Active Learning Strategies for Efficient Machine-Learned Interatomic Potentials Across Diverse Material Systems

Efficient discovery of new materials demands strategies to reduce the number of costly first-principles calculations required to train predictive machine learning models. We develop and validate an active learning framework that iteratively selects informative training structures for machine-learned interatomic potentials (MLIPs) from large, heterogeneous materials databases, specifically the Materials Project and OQMD. Our framework integrates compositional and property-based descriptors with a neural network ensemble model, enabling real-time uncertainty quantification via Query-by-Committee. We systematically compare four selection strategies: random sampling (baseline), uncertainty-based sampling, diversity-based sampling (k-means clustering with farthest-point refinement), and a hybrid approach balancing both objectives. Experiments across four representative material systems (elemental carbon, silicon, iron, and a titanium-oxide compound) with 5 random seeds per configuration demonstrate that diversity sampling consistently achieves competitive or superior performance, with particularly strong advantages on complex systems like titanium-oxide (10.9% improvement, p=0.008). Our results show that intelligent data selection strategies can achieve target accuracy with 5-13% fewer labeled samples compared to random baselines. The entire pipeline executes on Google Colab in under 4 hours per system using less than 8 GB of RAM, thereby democratizing MLIP development for researchers globally with limited computational resources. Our open-source code and detailed experimental configurations are available on GitHub. This multi-system evaluation establishes practical guidelines for data-efficient MLIP training and highlights promising future directions including integration with symmetry-aware neural network architectures.

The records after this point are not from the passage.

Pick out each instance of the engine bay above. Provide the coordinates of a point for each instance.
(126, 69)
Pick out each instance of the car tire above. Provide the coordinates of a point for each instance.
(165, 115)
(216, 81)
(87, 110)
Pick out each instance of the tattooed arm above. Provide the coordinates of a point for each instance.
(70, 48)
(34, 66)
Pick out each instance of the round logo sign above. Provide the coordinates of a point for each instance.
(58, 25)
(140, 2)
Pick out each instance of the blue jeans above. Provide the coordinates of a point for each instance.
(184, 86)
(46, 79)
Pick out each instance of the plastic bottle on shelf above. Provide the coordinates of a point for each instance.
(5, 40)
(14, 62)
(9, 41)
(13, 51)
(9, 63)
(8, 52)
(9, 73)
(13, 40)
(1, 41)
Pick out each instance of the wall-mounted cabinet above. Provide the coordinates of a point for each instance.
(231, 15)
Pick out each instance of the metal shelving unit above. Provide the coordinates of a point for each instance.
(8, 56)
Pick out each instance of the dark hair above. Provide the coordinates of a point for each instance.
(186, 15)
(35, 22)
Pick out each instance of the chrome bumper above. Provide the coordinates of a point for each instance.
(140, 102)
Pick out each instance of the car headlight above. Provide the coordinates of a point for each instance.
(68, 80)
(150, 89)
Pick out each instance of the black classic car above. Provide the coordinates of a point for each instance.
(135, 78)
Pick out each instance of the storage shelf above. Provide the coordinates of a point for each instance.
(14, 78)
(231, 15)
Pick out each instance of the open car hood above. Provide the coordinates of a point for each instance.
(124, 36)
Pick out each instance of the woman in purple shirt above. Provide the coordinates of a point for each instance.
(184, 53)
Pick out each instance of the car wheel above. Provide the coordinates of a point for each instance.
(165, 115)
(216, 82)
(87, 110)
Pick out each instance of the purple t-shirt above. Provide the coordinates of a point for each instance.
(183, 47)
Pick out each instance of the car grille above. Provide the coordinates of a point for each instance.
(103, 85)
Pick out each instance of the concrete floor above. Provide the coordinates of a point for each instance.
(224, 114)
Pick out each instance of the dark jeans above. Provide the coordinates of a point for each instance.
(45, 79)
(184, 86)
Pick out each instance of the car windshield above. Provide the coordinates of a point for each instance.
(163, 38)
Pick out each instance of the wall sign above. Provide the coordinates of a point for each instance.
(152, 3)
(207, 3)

翻译：新材料的高效发现需要减少训练预测性机器学习模型所需的高成本第一性原理计算次数。我们开发并验证了一种主动学习框架，该框架能够从大型异质材料数据库（特别是Materials Project和OQMD）中迭代选择信息丰富的训练结构，用于机器学习原子间势能（MLIPs）的训练。我们的框架将成分与基于性质的描述符与神经网络集成模型相结合，通过委员会查询实现实时不确定性量化。我们系统比较了四种选择策略：随机采样（基线）、基于不确定性的采样、基于多样性的采样（采用最远点优化的k均值聚类）以及平衡两者目标的混合方法。在四个代表性材料系统（单质碳、硅、铁以及钛氧化物化合物）上进行的实验（每种配置使用5个随机种子）表明，多样性采样始终能取得竞争性或更优的性能，在钛氧化物等复杂系统上优势尤为显著（性能提升10.9%，p=0.008）。我们的结果表明，与随机基线相比，智能数据选择策略能以减少5-13%的标记样本量达到目标精度。整个流程在Google Colab上执行，每个系统耗时不足4小时且内存占用低于8 GB，从而为全球计算资源有限的研究者降低了MLIP开发门槛。我们的开源代码及详细实验配置已发布于GitHub。这项多系统评估为数据高效的MLIP训练建立了实用指南，并指出了有前景的未来研究方向，包括与对称感知神经网络架构的集成。